Kuujjuaraapik women struggle to set up shelter
A committee working on the creation of battered women’s shelter in Kuujjuaraapik still needs donations of equipment and money.
KUUJJUARAAPIK — As long as women in her community continue to endure violence at home, Danielle M. Sioui won’t stop working to set up a shelter for battered women in Kuujjuaraapik.
For more than a year, Sioui, a member of the Wendat First Nation, together with a committee of Cree and Inuit women, have been working towards the day when the Tunngavik Women’s Shelter will be able to offer healing, hospitality and harmony to women in distress.

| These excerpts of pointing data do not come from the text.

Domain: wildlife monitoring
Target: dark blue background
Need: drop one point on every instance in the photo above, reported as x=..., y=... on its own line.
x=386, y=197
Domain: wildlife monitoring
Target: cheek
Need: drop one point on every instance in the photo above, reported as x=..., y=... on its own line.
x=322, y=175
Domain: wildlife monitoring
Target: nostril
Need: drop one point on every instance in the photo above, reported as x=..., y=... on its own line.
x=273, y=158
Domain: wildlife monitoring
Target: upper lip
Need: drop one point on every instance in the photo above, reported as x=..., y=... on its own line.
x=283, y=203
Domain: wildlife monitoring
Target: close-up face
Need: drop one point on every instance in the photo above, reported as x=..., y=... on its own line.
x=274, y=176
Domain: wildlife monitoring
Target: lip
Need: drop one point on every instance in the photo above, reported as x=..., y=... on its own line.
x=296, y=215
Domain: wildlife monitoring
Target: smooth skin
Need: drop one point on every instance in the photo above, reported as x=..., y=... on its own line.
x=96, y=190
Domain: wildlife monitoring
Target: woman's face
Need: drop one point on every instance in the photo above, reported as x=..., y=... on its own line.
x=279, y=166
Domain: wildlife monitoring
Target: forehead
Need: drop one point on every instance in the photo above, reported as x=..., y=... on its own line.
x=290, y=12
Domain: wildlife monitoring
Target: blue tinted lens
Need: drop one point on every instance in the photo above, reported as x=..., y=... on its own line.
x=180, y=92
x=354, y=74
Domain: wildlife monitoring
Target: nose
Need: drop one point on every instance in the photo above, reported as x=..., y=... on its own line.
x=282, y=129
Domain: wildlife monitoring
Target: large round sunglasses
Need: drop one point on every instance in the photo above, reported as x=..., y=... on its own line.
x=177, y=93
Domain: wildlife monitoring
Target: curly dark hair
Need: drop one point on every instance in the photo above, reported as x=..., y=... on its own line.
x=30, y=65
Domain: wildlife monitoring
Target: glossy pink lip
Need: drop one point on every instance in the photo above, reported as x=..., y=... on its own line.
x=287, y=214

“It’s a very important project to give shelter to battered women,” said Sioui. “By doing so, we will be able to help diminish the high, devastating and traumatic level of violence in the community and which, most of the time, is caused by drug or alcohol abuse.”
Sioui said the shelter plans to help women regain their strength and self-esteem though group therapy, workshops and discussions. It will also try to involve women in activities such as crafts production or organizing fundraising events.
The shelter’s future home is a six-bedroom wing of a former army barracks. These premises have already been partially renovated, thanks to a $25,000 donation from Makivik Corporation.
Last week Sioui received word that the Kativik Regional Government’s employment and training department will assist in training the shelter’s future employees. The Nunavik Regional Board of Health and Social Services has also budgeted $100,000 for the shelter’s ongoing operation.
“But we still have shortfall,” Sioui said.
The shelter’s organizers were counting on donations of equipment and money to complete the renovations, outfit the shelter and cover the additional costs related to staff training and salaries.
But some local groups who had promised help haven’t come through with donations.
And a fund-raising campaign directed towards business interests in Nunavik only netted financial gifts from two companies, Bell Canada and Distribution Nordique.
As a result, the shelter still lacks office equipment, lamps, shelves, televisions, linen, an alarm system, books, toys and food.
“Anyone who wants to help can call me at 819-929-3640,” said Sioui.
Two other similar shelters for battered women are already in operation in Nunavik, in Salluit and in Kuujjuaq. Kuujjuaraapik, says Sioui, badly needs a shelter.
The community and its neighbouring Cree village of Whapmagoostui have been rocked by violence following the opening of a second bar in the community a year and a half ago.
Since then, two individuals have died, one man in a violent dispute, the other, a woman, of exposure.